Do you have a PyTorch v2 training script with multi-GPU support?

ml-jku / clamp

Code for the paper Enhancing Activity Prediction Models in Drug Discovery with the Ability to Understand Human Language

https://arxiv.org/abs/2303.03363

Other

91 stars 6 forks source link

Do you have a PyTorch v2 training script with multi-GPU support? #6

Closed linhduongtuan closed 1 year ago

linhduongtuan commented 1 year ago

Hi Phillip,

Do you have a PyTorch v2 training script with multi-GPU support? If so, would you be able to share it with me?

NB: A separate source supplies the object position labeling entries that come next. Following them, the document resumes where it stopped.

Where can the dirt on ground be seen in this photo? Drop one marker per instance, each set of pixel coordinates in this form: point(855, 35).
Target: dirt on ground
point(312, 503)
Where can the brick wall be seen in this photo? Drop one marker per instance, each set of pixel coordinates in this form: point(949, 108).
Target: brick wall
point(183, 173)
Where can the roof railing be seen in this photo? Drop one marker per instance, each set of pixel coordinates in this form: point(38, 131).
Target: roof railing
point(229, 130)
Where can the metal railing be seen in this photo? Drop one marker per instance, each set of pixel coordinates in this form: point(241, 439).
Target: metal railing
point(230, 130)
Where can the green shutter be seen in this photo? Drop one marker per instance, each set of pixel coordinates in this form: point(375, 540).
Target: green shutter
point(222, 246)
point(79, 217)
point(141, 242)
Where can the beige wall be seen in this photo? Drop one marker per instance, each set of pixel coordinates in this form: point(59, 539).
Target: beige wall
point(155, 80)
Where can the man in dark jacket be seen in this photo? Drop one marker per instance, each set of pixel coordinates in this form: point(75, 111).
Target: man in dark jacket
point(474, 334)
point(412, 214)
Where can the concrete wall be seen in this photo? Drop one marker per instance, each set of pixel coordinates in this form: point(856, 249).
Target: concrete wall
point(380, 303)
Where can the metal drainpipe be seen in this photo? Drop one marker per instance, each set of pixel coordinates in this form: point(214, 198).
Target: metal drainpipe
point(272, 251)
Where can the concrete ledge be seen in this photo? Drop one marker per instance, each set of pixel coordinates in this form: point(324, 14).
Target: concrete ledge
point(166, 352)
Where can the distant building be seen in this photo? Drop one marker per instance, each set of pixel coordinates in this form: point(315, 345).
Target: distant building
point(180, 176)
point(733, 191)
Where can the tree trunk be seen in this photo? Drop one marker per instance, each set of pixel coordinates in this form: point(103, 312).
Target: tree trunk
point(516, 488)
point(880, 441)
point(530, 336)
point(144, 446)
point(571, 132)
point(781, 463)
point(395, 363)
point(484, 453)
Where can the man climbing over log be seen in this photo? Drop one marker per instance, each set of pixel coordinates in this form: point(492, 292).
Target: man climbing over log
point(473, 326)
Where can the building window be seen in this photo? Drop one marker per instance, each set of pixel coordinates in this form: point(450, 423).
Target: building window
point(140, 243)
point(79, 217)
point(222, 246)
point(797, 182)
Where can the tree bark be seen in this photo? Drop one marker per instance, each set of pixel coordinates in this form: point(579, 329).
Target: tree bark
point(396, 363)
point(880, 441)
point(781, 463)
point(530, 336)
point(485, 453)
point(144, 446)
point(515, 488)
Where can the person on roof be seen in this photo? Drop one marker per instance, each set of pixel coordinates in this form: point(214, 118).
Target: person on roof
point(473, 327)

As far as I know, your Arxiv paper states that the total compute runtime was around 170 days and 800 runs (without linear probing). I am wondering why you used only one GPU to train the huge model.

Have a nice weekend. Linh

phseidl commented 1 year ago

Hi Linh, not as of now, but feel free to add a PR for the support. This shouldn't take too long. There was no need to add multi-GPU support for my setup. Training pubchem23 runs in under 2 days on a sing A100.

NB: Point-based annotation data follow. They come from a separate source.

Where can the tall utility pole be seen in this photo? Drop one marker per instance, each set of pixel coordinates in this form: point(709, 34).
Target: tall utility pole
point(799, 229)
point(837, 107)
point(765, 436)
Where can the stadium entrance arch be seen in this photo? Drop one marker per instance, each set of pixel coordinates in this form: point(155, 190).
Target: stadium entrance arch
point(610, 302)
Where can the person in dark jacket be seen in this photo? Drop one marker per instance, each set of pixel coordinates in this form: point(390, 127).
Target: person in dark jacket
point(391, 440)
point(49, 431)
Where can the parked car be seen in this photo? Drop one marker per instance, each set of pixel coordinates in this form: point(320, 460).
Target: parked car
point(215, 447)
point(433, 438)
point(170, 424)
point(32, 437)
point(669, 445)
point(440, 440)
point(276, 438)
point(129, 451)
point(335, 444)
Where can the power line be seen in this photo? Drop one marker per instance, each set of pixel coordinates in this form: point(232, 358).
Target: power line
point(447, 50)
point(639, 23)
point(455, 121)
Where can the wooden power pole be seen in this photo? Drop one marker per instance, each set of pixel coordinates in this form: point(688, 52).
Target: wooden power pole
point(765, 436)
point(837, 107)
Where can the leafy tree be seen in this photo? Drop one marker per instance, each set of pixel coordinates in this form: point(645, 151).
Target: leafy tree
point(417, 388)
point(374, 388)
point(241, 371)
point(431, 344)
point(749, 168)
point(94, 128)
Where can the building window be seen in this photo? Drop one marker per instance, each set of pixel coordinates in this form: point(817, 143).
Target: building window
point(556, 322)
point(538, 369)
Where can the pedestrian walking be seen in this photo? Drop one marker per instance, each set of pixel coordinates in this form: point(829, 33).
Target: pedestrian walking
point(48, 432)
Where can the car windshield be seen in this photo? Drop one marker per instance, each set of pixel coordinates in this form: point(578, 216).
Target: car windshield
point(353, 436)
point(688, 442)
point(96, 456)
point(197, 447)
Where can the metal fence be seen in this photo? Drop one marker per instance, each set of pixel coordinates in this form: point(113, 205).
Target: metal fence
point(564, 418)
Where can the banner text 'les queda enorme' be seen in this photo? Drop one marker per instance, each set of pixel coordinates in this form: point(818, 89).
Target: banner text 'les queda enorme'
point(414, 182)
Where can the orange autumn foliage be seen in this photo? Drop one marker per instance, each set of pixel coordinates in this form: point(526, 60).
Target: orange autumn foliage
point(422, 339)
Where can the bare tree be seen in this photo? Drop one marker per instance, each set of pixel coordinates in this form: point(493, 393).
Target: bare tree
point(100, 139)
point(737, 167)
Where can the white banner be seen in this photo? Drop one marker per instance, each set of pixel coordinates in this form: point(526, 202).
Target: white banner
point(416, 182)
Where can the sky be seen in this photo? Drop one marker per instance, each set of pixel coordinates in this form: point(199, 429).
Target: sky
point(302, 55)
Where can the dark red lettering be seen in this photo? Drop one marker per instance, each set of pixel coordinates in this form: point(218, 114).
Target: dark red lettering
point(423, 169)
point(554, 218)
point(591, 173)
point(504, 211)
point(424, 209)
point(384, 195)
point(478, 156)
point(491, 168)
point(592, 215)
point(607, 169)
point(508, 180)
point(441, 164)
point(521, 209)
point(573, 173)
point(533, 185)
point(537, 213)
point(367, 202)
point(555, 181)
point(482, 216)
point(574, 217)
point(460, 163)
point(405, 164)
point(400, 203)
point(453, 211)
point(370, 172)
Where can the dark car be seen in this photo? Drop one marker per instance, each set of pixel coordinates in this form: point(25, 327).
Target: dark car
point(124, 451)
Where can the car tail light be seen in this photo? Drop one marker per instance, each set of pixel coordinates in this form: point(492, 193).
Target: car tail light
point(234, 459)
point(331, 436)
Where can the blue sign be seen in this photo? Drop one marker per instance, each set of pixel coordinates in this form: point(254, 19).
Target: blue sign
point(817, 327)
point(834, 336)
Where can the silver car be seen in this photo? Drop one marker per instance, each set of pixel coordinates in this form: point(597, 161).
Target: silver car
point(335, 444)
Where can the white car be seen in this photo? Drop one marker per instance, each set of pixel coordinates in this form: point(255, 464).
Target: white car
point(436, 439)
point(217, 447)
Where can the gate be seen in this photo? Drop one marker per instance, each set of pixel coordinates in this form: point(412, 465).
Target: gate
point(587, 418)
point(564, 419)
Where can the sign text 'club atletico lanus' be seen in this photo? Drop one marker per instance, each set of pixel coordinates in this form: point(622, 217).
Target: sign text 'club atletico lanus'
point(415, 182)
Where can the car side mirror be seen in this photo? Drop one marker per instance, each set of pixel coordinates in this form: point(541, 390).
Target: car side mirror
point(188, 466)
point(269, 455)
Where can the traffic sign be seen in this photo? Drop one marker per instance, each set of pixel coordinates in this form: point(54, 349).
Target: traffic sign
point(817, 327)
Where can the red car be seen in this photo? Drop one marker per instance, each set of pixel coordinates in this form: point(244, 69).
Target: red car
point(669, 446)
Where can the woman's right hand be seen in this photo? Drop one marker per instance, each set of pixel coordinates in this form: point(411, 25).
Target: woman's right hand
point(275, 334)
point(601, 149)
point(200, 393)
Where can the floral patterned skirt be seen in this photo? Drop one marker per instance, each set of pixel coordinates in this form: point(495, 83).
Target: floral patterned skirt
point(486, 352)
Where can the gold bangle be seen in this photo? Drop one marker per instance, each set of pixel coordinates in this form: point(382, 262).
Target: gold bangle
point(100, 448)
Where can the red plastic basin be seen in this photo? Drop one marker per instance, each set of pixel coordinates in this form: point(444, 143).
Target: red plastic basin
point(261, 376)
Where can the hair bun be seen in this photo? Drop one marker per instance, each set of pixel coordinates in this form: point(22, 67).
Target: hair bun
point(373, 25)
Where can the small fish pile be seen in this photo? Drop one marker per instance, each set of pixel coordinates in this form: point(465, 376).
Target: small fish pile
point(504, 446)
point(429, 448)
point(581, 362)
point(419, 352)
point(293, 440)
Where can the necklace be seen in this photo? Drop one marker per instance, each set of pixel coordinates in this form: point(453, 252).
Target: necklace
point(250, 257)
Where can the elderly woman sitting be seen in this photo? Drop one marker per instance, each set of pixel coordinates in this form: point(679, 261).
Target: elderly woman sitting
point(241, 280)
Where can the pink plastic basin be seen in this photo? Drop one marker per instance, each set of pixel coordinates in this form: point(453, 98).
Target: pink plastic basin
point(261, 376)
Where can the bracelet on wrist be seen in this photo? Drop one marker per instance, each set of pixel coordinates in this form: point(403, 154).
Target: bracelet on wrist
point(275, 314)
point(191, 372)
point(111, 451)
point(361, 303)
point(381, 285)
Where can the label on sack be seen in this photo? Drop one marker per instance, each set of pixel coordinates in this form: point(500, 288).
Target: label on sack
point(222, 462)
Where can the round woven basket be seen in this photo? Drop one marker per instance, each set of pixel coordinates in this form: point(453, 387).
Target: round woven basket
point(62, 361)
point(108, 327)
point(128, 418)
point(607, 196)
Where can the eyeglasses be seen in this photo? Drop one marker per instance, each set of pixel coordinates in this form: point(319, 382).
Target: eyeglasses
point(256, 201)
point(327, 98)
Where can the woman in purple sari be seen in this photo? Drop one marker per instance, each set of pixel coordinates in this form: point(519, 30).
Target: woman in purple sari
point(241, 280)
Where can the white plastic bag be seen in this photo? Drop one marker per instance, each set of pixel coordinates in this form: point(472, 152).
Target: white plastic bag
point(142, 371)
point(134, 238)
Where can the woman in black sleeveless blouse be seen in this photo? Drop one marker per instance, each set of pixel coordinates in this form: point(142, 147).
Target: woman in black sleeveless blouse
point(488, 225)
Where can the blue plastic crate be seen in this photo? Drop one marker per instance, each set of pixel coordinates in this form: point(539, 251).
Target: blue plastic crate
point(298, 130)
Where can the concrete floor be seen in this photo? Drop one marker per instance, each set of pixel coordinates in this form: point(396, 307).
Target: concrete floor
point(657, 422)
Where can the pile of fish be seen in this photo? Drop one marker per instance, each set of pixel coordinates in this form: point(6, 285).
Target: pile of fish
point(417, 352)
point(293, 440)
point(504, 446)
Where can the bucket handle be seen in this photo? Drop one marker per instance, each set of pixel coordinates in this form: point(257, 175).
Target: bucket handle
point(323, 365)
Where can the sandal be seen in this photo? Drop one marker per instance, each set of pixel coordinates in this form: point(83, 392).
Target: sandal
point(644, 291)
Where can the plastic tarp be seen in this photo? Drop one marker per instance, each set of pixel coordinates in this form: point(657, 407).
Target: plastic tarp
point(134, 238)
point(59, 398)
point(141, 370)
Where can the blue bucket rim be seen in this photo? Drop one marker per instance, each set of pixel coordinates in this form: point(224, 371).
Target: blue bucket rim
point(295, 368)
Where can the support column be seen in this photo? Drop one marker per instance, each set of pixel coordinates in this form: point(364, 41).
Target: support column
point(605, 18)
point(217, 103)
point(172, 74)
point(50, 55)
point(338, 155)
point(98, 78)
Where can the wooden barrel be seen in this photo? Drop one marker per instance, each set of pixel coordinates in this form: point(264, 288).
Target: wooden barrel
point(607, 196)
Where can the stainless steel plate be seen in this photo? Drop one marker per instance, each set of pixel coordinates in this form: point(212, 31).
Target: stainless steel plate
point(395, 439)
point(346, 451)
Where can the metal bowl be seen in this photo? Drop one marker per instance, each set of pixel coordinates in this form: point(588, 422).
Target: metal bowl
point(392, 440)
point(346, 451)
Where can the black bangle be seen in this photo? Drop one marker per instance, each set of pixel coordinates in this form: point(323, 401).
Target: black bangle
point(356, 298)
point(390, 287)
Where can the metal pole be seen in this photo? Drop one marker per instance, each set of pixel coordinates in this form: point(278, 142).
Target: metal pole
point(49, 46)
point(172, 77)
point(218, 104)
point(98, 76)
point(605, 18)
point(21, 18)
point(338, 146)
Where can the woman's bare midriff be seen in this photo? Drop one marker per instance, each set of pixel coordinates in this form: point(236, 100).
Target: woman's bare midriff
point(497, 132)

The models aren't too large, since only an "adapter" is trained; the large models are used as frozen encoders only once to embed them.

Best, Philipp

phseidl commented 1 year ago

Just checked; torch '2.0.1+cu117' works fine for me for training

linhduongtuan commented 1 year ago

Hi @phseidl Philipp, Thank you for answering my question. It's good to know you used an adapter for downstream finetuning on the PubChem23 dataset.

Since I am struggling to preprocess the PubChem23 dataset, would you be able to share your preprocessed PubChem23 data with me?

I have a follow-up question - do you plan to make a PR to the Huggingface Hub? It would be great if you could push your results and source code there. Sometimes I encounter errors with the mlflow package. In my opinion, using wandb to monitor everything would be fine.

Best, Linh

phseidl commented 1 year ago

Hi @linhduongtuan , sorry for the late response; I have added a reproducible way to download the pubchem23 dataset.

wget -N -r https://cloud.ml.jku.at/s/fi83oGMN2KTbsNQ/download -O pubchem23.zip
unzip pubchem23.zip
rm pubchem23.zip

(added it to ./data/pubchem.md)

Completely agree. Working on a new project so far, so it's not a priority, but would like to add the models to the HF-Hub.

Best, Philipp